Al giorno d’oggi con l’insediarsi della pandemia da Covid-19 gli ideali di business relativi al mondo del cibo e del settore food tech sono stati del tutto modificati. Ed ecco che arriva in supporto alle aziende del futuro First Bite, il primo startup studio in Italia dedicato al settore del foodtech. Il programma è stato ideato per creare nuove idee a favore del pubblico tramite l’analisi dei trend di mercato e per far crescere sempre di più i giovani imprenditori che si affacciano in questo settore. First Bite ha il compito di accompagnare le imprese fino al loro inserimento nel mercato e nell’ecosistema foodtech.

Quattro sono i passaggi fondamentali per realizzare il processo e la nascita delle diverse startup: si parte con il ‘trand scouting’, dove la squadra di analysts di First Bite studierà in maniera costante i trend internazionali del foodtech trovando nuovi business innovativi, modelli di business di successo in Asia oppure negli Stati Uniti, nuove tecnologie inerenti al food e agrifood tech che provengono dai laboratori di ricerca in Europa.

Come ha affermato Simone Ridolfi, CEO della holding Mvnd e di First Bite, nel corso della pandemia hanno assistito a un’importante crescita del settore e, soprattutto, un maggior interesse nella ricerca di idee innovative per poter creare un sistema sempre più al passo con i tempi. Per questo è nato First Bite, il primo startup studio dedicato al mondo del foodtech in Italia.

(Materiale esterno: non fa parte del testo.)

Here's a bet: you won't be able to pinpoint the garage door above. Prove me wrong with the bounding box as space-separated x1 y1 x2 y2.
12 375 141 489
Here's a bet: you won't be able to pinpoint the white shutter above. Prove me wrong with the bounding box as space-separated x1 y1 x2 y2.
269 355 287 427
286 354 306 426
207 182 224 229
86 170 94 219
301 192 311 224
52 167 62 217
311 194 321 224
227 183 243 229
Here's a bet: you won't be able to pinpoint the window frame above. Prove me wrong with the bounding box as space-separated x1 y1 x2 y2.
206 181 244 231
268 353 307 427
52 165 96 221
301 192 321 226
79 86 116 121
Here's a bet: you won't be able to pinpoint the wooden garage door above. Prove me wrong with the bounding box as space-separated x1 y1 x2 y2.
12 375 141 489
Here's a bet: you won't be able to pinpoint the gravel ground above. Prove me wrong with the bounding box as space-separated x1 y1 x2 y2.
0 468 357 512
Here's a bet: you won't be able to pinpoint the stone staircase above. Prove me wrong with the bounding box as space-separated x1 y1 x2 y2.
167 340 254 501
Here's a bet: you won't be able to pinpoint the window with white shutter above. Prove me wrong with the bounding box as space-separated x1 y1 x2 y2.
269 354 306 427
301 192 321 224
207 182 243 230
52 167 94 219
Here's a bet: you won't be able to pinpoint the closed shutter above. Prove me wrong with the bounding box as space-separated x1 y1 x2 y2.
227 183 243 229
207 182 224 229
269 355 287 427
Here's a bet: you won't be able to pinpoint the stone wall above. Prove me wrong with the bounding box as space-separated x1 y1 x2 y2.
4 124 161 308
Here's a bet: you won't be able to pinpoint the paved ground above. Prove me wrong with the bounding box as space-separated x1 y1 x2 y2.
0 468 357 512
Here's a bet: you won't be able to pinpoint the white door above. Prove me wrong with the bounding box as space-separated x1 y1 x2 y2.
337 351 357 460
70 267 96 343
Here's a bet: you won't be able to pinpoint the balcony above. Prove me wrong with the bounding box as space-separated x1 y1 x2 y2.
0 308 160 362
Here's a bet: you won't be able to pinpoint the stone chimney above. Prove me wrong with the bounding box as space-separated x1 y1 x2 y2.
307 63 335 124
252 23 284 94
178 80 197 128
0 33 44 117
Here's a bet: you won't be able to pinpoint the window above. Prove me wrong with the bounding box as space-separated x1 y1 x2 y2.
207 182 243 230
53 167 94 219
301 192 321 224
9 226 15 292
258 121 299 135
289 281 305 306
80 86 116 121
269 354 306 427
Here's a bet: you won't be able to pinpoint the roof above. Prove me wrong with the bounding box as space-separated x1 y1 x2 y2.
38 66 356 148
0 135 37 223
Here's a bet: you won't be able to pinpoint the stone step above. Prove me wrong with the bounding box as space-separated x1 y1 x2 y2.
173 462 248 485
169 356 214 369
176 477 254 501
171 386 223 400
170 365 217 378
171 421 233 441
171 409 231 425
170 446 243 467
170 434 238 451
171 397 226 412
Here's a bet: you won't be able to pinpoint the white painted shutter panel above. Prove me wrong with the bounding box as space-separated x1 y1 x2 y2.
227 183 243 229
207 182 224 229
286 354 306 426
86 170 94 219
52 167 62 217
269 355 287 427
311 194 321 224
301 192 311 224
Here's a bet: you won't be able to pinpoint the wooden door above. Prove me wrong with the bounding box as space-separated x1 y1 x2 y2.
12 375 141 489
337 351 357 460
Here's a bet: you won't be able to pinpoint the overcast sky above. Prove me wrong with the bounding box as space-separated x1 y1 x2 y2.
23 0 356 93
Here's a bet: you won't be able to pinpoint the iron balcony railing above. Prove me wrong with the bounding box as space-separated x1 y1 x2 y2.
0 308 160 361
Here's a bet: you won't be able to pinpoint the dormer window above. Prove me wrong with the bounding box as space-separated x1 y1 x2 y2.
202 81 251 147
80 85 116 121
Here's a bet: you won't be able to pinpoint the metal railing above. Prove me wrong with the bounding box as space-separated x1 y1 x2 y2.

Ha poi aggiunto che ci sono tantissime realtà che hanno voglia di investire in nuovi progetti e, in questo, il loro startup studio ha un ruolo fondamentale: si pensi solamente che l’84% delle startup create sono uscite da programmi del genere. Il loro obiettivo è quello di aiutare i giovani imprenditori del futuro, selezionati tramite università e aziende, a creare il proprio business grazie alla loro esperienza. A loro metteranno a disposizione nozioni, conoscenze e un importante network di potenziali investitori.